Most of the banks' new patents relate directly to finance. This year, to name a few, JPMorgan has received patents for a type of mobile ATM, a method for automatically sorting customer calls to improve cross-selling, and a new way for automatically matching trading partners.

But there are also a few patents that seem unusual for banks. Among the more puzzling bank patents cited by La Belle and Schooner are a night-vision technology patent assigned to JPMorgan and a "time implementation feature for video games" patented by Bank of America. B of A was also awarded a patent for a new type of golf ball, although that was accidental — the patent office later transferred the patent to the company that had applied for it, the sporting equipment manufacturer Spalding.

These left-field patents raise a question of whether regulators will permit banks to dabble in intellectual properties unrelated to banking.
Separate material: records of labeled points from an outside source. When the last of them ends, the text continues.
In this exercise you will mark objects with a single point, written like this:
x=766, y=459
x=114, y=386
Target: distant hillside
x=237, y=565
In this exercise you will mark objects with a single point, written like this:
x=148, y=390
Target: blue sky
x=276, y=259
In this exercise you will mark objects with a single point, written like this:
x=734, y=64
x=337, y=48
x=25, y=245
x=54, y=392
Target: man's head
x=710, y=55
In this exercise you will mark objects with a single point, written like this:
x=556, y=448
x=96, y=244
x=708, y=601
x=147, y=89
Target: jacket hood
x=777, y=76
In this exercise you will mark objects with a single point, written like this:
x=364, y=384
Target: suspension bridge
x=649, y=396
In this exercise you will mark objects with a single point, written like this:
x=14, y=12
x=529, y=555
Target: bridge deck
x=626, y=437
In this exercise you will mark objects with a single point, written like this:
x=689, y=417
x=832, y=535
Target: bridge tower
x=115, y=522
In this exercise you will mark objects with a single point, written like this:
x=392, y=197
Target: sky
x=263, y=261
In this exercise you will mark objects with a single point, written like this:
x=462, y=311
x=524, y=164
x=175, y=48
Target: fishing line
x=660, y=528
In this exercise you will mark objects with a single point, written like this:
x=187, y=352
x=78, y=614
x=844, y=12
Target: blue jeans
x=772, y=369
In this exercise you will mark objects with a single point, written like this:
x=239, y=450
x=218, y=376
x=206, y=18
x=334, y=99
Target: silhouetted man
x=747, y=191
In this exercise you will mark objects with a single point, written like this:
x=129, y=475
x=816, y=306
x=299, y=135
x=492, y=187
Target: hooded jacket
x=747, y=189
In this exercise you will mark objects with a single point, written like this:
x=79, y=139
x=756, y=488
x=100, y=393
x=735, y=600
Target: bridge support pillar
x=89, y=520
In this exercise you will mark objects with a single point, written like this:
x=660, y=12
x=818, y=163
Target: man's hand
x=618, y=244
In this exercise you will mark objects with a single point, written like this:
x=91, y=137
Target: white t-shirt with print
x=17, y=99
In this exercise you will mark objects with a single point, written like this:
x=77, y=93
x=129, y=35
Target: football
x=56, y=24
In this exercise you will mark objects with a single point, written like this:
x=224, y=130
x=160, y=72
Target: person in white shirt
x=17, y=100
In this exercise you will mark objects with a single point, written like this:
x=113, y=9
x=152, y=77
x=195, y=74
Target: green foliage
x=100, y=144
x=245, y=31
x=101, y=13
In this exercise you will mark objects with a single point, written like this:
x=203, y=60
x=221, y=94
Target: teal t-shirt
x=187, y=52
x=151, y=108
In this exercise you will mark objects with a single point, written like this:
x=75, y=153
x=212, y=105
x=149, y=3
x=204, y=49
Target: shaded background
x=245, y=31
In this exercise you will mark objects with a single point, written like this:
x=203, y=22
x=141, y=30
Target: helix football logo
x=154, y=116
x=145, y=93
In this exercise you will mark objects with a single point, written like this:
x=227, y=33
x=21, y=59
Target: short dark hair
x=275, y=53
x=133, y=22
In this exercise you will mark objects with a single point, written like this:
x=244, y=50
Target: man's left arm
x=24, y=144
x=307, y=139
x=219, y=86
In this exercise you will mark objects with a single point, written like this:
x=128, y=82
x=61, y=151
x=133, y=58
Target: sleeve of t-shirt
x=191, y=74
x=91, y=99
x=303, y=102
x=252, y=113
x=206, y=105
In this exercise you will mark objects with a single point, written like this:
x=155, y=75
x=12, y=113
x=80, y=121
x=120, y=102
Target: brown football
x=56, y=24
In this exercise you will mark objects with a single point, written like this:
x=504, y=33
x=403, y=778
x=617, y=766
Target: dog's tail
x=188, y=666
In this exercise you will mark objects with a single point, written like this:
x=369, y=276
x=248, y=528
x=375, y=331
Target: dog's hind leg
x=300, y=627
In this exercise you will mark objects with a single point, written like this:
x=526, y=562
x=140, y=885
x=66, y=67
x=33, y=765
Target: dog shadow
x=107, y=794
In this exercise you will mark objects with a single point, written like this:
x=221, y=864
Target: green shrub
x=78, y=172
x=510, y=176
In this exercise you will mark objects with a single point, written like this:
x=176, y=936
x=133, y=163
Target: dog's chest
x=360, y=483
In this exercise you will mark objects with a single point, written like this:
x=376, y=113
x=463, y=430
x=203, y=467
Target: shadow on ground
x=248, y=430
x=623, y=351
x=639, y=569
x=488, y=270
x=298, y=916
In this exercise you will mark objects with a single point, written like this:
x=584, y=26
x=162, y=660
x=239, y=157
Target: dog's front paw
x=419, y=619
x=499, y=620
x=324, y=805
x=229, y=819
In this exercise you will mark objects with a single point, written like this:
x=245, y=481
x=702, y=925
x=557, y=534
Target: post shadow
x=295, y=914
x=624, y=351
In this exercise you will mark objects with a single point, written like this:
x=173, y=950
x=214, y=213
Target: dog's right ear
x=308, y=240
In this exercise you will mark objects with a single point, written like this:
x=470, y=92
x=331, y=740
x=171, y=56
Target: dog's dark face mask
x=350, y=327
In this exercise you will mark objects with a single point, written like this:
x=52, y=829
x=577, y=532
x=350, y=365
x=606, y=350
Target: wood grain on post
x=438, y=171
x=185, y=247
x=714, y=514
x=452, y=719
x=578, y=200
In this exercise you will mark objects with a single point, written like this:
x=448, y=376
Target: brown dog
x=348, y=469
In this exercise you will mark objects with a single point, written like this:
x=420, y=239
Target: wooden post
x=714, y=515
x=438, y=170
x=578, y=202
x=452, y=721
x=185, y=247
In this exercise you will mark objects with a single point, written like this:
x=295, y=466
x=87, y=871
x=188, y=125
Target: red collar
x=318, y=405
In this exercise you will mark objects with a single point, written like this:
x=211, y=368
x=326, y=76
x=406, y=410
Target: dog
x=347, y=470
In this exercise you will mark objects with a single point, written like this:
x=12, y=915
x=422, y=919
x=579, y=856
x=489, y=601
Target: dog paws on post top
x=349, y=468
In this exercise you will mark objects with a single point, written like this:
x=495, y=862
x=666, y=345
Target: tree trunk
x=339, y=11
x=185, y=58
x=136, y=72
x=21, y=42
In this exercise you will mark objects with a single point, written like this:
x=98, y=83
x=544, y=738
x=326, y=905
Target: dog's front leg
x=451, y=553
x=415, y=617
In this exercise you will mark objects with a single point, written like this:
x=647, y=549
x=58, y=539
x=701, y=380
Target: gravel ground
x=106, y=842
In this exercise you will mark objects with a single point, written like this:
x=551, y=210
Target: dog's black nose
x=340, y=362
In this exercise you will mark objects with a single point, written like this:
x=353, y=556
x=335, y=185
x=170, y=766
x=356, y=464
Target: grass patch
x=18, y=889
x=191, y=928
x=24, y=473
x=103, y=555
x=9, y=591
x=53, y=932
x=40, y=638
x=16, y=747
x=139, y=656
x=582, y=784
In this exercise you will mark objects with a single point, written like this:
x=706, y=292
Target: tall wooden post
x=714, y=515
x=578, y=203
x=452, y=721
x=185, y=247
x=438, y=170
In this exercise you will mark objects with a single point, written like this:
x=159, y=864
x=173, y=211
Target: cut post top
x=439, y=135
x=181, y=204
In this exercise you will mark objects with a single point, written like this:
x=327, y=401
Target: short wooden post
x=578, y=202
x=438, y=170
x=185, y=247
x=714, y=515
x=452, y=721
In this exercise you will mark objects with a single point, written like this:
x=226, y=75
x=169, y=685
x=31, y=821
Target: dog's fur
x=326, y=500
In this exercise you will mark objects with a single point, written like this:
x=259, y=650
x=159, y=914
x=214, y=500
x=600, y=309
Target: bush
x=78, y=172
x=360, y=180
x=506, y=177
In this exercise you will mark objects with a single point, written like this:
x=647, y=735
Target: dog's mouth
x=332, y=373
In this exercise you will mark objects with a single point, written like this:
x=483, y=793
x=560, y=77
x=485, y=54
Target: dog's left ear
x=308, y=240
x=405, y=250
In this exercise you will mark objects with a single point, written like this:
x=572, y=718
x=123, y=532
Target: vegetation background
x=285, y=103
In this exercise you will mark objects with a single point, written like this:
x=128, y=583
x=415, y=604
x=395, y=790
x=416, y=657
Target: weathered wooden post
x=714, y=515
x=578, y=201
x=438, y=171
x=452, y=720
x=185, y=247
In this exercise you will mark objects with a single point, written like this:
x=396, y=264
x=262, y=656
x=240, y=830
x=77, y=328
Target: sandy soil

Federal law sharply limits bank holding companies' nonfinancial activities, and that may narrow the scope of which patents they are allowed to use.

Any attempts to treat nonbanking-related patents as financial assets, by licensing or selling them, could run afoul of legal and regulatory rules, Schooner said.
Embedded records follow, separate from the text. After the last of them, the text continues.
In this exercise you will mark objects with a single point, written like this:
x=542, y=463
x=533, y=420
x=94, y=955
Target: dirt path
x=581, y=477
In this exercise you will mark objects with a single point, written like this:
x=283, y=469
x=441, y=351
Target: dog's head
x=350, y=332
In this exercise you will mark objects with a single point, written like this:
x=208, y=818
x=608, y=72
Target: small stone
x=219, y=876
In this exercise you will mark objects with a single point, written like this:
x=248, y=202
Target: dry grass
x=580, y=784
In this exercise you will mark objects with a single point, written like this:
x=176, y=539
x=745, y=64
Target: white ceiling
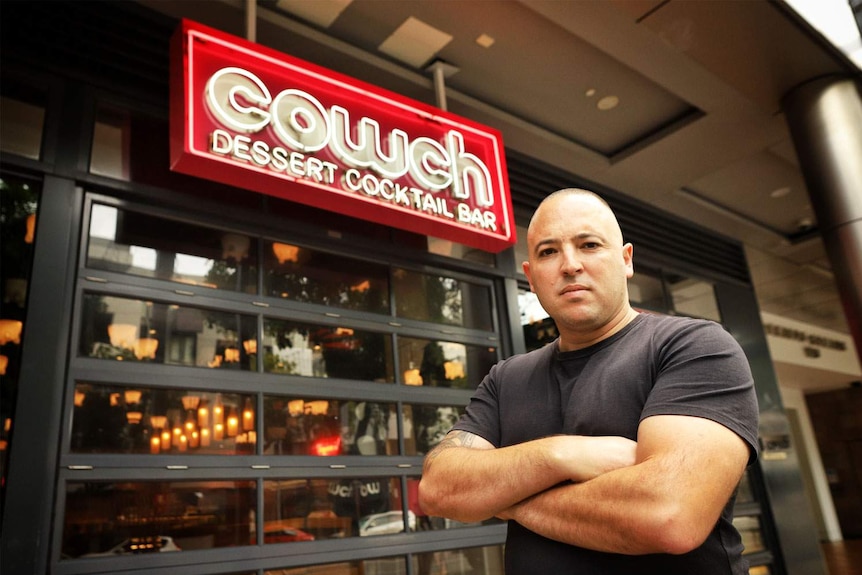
x=697, y=129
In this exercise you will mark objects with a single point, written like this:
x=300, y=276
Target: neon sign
x=254, y=118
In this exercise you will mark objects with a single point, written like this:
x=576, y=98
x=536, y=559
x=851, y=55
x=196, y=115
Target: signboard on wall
x=254, y=118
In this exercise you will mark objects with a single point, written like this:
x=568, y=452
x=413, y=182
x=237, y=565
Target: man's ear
x=526, y=267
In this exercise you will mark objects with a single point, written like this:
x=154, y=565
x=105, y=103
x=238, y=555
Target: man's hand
x=467, y=479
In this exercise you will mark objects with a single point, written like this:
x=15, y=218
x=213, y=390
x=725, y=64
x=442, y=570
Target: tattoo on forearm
x=452, y=439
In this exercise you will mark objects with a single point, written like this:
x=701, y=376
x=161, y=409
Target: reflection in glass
x=110, y=152
x=441, y=299
x=149, y=246
x=334, y=508
x=388, y=565
x=326, y=427
x=751, y=532
x=113, y=419
x=471, y=561
x=21, y=126
x=646, y=290
x=539, y=329
x=443, y=363
x=693, y=297
x=19, y=203
x=323, y=351
x=136, y=330
x=104, y=519
x=426, y=425
x=308, y=275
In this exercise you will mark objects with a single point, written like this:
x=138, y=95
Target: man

"I don't see how a bank would have the power to develop a patent for something that doesn't relate to financial activity," she said.

So far, however, regulators appear to have shown little or no concern about banks' patent portfolios. Despite the change in bankers' attitudes toward patents, very little attention has been paid to the questions of what banks are patenting and how they plan to use their patents.

It is a subject that merits far more attention, Schooner said, because of big banks' financial and political power — a power they demonstrated in the patent-reform efforts.

"Any time the big banks do something new, we should pay attention," she said. "They have a lot of resources, and when they get interested in something they have the power to change that industry, including the laws of that industry."